So for the new pic you posted. USA?
I'm sorry, C.I. and Ellinas. I don't know the fine details. All I really want is the country and the discovery. Turkey is correct, and the discovery is?
This was at Ephessos, he was more spesific.
So ciceron, Australia?
Hold on a second. Letty was trying to say the discovery of Troy in Turkey, and simply that. Sorry if I mislead everyone.
Troy was discovered by a German, Schlieman, I believe.
Exactly, C.I. but is that picture not of Troy?
According to legend, the finder of the true site of Troy was Heinrich Schliemann, adventurer, speaker of 15 languages, world traveller, and gifted amateur archaeologist. In his memoirs and books, Schliemann claimed that when he was eight, his father took him on his knee and told him the story of the Iliad, the forbidden love between Helen, wife of the King of Sparta, and Paris, son of Priam of Troy, and how their elopement resulted in a war that destroyed a civilization. That story, said Schliemann, awoke in him a hunger to search for the archaeological proof of the existence of Troy and Tiryns and Mycenae. In fact, he was so hungry that he went into business to make his fortune so he could afford the search. And after much consideration and study and investigation, on his own he found the original site of Troy, at Hisarlik in Turkey.
Yes, it's in Canada, but where?
Letty, The picture you posted is of the library in Ephesus. Troy doesn't have much in the way to standing structures that survived. I know about Schleimann, because he was instrumental in the discovery of some important archaeological finds in the middle east, and he once lived in Sacramento, California, the place of my birth. He supposedly got his money from his brother's gold business.
Thank you, C.I. Once again, I goofed. There was another picture, but I couldn't access it.
From my photo album on Troy.
The excavations at Troy shows, if I remember correctly, seven levels of the city; one built on top of the other that shows different geological time periods.

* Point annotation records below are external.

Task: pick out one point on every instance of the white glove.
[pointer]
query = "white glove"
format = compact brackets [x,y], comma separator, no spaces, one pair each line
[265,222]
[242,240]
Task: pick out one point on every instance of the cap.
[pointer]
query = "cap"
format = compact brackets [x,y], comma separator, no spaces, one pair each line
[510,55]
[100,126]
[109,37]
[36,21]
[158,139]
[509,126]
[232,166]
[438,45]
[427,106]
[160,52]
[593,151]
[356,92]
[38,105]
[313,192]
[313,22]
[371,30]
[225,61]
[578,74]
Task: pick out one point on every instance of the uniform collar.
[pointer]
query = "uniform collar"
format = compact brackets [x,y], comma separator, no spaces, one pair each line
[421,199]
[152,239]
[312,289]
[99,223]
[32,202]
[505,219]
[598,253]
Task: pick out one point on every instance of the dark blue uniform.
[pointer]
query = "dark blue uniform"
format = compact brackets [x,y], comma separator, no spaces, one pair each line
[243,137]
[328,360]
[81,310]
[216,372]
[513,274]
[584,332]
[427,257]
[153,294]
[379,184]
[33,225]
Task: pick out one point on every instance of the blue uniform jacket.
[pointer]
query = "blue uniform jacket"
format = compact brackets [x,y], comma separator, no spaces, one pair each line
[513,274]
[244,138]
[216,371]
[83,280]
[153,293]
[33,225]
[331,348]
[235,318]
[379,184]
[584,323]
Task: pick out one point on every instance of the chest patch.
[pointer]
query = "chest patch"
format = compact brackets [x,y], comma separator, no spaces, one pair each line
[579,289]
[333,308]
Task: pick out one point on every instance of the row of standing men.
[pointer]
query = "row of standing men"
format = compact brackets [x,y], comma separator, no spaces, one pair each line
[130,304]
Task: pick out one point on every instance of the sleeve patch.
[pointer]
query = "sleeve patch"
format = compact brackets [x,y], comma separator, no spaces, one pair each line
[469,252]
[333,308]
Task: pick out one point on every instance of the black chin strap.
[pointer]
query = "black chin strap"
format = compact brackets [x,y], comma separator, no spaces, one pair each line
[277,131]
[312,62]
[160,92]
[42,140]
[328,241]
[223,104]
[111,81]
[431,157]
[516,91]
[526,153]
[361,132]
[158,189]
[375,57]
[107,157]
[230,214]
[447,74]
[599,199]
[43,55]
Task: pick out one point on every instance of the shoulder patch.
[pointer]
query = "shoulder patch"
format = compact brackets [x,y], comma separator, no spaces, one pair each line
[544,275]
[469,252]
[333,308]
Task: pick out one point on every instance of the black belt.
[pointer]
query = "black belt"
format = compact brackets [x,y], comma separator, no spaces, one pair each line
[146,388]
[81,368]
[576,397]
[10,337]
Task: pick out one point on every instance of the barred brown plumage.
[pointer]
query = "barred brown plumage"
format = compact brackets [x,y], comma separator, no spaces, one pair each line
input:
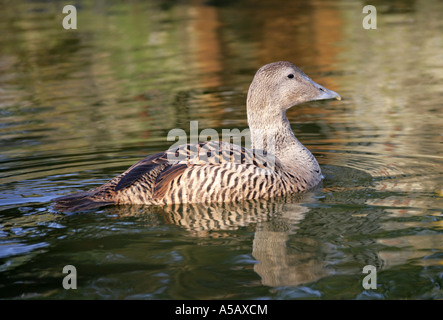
[215,171]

Yes, Schliemann discovered cities far older than Troy, and as I recall, he took the treasures that he found, much to the dismay of the Turkish government and the antiquities department. He even married someone named Helen. All that from the memories of an eleven year old girl whose books were her only companions. <smile>
I cannot see a picture of what you are asking about, C.I.
It's true that Schliemann took antiquities from the sites he founded, but so did the English from around the world. The British Museum is the home to many treasures from around the world; one of my favorite museums.